Up to the late 1990s, the Laos government, mindful that more than 40% of its
population were hilltribes and that opium was an important cash crop and
medicine, displayed a sensible reluctance to ban opium poppy cultivation
until the international community could guarantee alternative crops and
livelihoods were in place. However, Pino Arlacchi, former director of Undoc,
and the US DEA pushed zealously for UN member states to accept deadlines
adopted in 1998 for ridding the world of narcotics supplies..Laos was
pressed to fall into line and drop all its caveats with clearly disastrous
results.

But some opium-growing nations are exempt from narcotics repression.
Australia, France, India, Spain and Turkey are all members of a licit opium
growing club of nations based on pharmaceutical demand. A number of Lao
government officials have queried why no consideration has ever been given
to providing their poor poppy farmers with the same deal as Tasmanian
farmers in Australia.

A Vientiane-based international consultant thought it ridiculous that
Tasmanians should benefit from growing opium while Laos was penalised. ''Why
has no one carried out a feasibility study on the legalisation of opium for
pharmaceutical purposes in Laos?'' he asked.

Given that Laos' contribution to the international heroin market has never
been more than marginal, and narcotics agencies accept that around 40% of
production is consumed domestically, what is left of current opium output
could readily be absorbed by the pharmaceutical demand for pain-killing
drugs provide by opiates.

A Western diplomat formerly based in Vientiane conceded that the real
obstacle to accepting an alternative approach to the opium crop is all tied
up with the psychology generated by the global war on drugs.

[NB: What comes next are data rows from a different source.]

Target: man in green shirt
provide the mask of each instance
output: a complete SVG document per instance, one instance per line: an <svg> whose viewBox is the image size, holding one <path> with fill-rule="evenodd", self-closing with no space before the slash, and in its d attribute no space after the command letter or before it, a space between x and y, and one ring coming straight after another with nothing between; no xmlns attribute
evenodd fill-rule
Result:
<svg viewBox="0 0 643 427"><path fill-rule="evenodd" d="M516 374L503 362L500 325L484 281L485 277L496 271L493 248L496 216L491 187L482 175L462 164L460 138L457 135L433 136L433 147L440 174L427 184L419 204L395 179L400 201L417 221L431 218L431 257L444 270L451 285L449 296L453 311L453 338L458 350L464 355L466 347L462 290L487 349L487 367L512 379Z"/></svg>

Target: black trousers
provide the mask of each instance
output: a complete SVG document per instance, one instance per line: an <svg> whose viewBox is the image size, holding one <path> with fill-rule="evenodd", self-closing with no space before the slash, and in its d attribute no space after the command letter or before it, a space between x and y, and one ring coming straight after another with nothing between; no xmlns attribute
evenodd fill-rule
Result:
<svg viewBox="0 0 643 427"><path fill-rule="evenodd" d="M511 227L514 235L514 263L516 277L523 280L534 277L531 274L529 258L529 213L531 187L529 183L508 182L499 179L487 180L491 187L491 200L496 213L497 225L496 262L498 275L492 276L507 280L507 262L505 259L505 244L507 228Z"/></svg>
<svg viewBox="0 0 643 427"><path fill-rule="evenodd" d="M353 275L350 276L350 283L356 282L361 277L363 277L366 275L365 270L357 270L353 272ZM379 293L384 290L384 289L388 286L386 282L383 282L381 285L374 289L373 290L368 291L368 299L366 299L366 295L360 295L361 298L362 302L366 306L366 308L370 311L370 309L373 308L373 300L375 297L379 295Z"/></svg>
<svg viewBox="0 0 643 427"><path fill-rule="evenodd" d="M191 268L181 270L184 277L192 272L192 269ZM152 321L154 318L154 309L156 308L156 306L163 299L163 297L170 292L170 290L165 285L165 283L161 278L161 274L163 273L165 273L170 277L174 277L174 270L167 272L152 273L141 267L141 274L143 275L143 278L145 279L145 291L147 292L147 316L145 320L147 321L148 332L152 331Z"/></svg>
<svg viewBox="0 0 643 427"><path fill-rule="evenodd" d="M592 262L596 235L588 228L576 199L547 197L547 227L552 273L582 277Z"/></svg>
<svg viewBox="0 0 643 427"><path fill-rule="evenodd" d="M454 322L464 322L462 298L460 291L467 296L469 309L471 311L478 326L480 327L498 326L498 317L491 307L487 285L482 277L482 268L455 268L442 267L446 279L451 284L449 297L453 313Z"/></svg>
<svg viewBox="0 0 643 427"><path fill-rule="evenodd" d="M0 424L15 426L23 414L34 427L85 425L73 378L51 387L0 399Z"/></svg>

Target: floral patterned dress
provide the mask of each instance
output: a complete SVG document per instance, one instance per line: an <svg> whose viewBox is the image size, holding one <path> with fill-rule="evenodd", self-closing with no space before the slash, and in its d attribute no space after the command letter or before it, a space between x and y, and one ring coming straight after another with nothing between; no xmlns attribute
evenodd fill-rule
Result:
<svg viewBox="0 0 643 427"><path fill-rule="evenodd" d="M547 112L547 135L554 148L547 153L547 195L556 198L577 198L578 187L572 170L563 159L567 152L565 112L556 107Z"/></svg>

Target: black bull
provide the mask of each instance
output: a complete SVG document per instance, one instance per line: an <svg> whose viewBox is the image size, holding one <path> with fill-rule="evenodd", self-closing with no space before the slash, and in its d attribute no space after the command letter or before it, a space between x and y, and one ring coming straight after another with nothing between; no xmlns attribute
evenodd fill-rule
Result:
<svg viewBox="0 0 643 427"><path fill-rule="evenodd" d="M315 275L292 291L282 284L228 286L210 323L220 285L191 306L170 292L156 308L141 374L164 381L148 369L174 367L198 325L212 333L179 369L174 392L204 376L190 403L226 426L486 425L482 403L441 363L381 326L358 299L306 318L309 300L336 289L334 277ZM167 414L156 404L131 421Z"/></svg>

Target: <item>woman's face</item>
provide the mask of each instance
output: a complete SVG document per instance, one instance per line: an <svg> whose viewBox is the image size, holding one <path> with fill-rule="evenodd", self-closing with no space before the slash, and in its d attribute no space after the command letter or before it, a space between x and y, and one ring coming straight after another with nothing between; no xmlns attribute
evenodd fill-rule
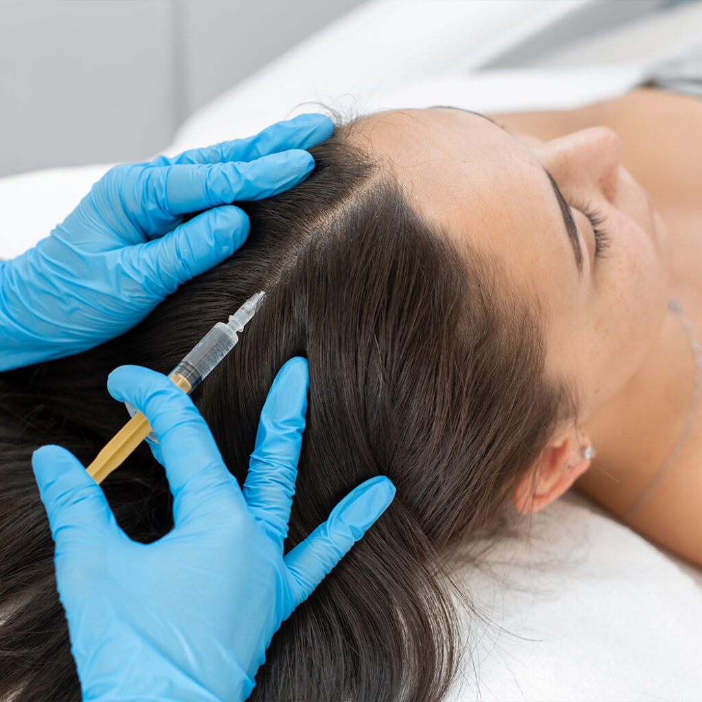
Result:
<svg viewBox="0 0 702 702"><path fill-rule="evenodd" d="M378 112L357 126L352 140L392 164L418 211L459 245L489 249L536 299L549 369L577 383L589 418L652 350L668 298L665 225L619 164L616 133L543 142L449 107ZM575 206L585 204L609 235L604 258Z"/></svg>

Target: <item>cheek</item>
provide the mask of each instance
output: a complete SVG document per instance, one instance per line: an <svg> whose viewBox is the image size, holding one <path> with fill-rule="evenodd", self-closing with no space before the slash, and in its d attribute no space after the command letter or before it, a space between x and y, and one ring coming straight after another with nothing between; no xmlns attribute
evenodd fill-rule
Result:
<svg viewBox="0 0 702 702"><path fill-rule="evenodd" d="M597 324L609 372L623 384L657 343L665 314L668 279L650 234L622 224L598 260L600 316Z"/></svg>

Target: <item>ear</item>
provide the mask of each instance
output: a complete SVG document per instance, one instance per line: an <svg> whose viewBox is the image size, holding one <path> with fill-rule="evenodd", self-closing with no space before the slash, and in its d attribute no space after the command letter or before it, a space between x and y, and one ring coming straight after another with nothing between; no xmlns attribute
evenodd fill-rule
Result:
<svg viewBox="0 0 702 702"><path fill-rule="evenodd" d="M580 448L588 437L570 432L550 444L541 459L527 470L515 486L512 500L523 515L538 512L560 497L584 473L592 462L583 458Z"/></svg>

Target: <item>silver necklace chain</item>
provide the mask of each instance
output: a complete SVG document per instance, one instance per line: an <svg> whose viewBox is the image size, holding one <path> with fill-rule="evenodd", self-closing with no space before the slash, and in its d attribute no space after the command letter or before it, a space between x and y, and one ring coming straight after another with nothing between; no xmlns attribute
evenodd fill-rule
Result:
<svg viewBox="0 0 702 702"><path fill-rule="evenodd" d="M695 356L695 385L692 391L692 402L690 404L690 411L687 413L687 421L685 423L685 427L682 430L682 433L680 435L680 438L678 439L677 444L675 444L675 448L673 449L673 453L668 456L668 461L663 464L663 468L658 471L656 477L649 484L648 487L644 491L644 494L636 501L634 506L621 517L623 524L628 522L634 515L641 509L644 503L651 496L651 493L656 489L658 484L661 482L661 479L665 475L668 469L677 457L677 454L680 452L680 449L682 447L682 444L684 443L685 439L687 438L687 435L692 427L692 418L694 416L695 408L697 406L697 400L699 398L700 379L702 377L702 352L700 352L699 344L697 343L697 337L695 335L694 330L692 329L692 325L689 323L687 317L682 313L682 305L680 304L679 300L675 298L668 298L668 308L677 317L682 326L684 326L685 331L687 332L687 336L690 338L692 352Z"/></svg>

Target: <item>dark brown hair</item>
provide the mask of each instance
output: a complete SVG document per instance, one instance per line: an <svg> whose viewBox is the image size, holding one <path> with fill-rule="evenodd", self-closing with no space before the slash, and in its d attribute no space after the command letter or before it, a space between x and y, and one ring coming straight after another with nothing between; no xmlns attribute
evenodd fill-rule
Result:
<svg viewBox="0 0 702 702"><path fill-rule="evenodd" d="M0 697L81 698L32 451L58 444L88 465L128 418L107 394L110 371L168 373L263 289L241 343L193 394L230 470L243 483L270 384L301 355L309 406L286 550L366 478L389 476L397 494L283 623L250 698L445 694L462 653L449 557L513 528L511 491L573 416L574 397L548 376L539 319L498 262L458 250L413 211L392 173L350 145L350 129L310 150L315 168L300 185L244 204L244 246L134 329L0 375ZM102 487L132 538L172 528L165 473L145 445Z"/></svg>

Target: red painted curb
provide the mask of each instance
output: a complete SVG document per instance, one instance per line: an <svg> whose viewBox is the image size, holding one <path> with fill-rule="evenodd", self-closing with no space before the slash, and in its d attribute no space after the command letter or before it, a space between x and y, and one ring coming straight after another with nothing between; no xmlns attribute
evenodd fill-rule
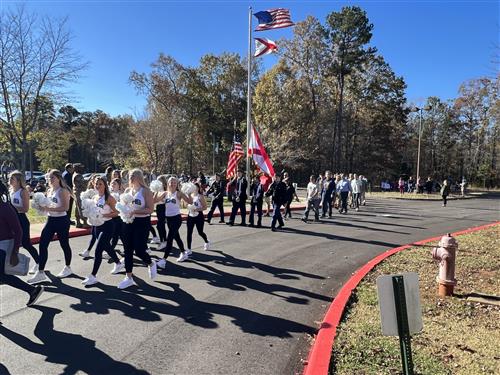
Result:
<svg viewBox="0 0 500 375"><path fill-rule="evenodd" d="M290 209L292 211L303 211L303 210L306 209L306 206L291 207ZM224 212L224 217L230 216L230 215L231 215L230 211L229 212ZM212 217L220 217L220 212L214 213ZM187 215L186 214L182 214L182 220L185 221L186 218L187 218ZM156 220L156 219L151 220L151 224L156 224L157 222L158 222L158 220ZM81 236L88 236L89 234L90 234L90 228L88 228L88 229L80 229L80 228L70 229L70 231L69 231L69 238L81 237ZM52 239L52 241L57 241L57 236L54 236L54 238ZM31 243L33 245L36 245L36 244L40 243L40 236L33 236L33 237L31 237Z"/></svg>
<svg viewBox="0 0 500 375"><path fill-rule="evenodd" d="M460 234L476 232L478 230L489 228L499 224L500 221L497 221L495 223L461 230L458 232L454 232L452 234L453 236L457 236ZM366 263L364 266L359 268L356 272L354 272L351 278L347 280L347 282L342 286L338 294L333 299L333 302L331 303L330 307L328 308L328 311L318 330L318 334L316 336L314 344L311 350L309 351L309 357L304 367L303 375L328 374L328 369L330 366L330 357L334 345L335 334L337 332L337 326L340 323L340 319L342 318L342 314L344 313L345 305L347 304L347 301L351 296L352 290L358 286L361 279L363 279L363 277L365 277L368 272L370 272L377 264L379 264L385 258L402 250L413 247L415 245L423 245L425 243L437 241L440 238L441 236L427 238L425 240L421 240L418 242L414 242L411 244L387 250L386 252L376 256L368 263Z"/></svg>

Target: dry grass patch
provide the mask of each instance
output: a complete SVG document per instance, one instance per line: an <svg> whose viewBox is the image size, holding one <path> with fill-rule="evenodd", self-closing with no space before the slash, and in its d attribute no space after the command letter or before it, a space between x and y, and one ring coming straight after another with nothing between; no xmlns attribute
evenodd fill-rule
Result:
<svg viewBox="0 0 500 375"><path fill-rule="evenodd" d="M417 374L500 374L500 309L471 303L472 292L500 294L500 226L457 237L455 296L437 295L438 265L430 247L414 247L385 260L360 283L337 331L332 374L399 374L397 337L381 334L375 280L417 272L424 329L412 337ZM434 245L434 244L429 244Z"/></svg>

According to her assessment: ''Anyone who advocates a new field of
legalisation, even if it is for medicinal purposes, there is a strong
mindset against it. This is an issue which brings a lot of emotional baggage
with it.''

Tom Fawthrop has reported from this region for British and regional media
for more than 20 years, and is the co-author of ''Getting Away With
Genocide?'' (Khmer Rouge Tribunal) to be published in October.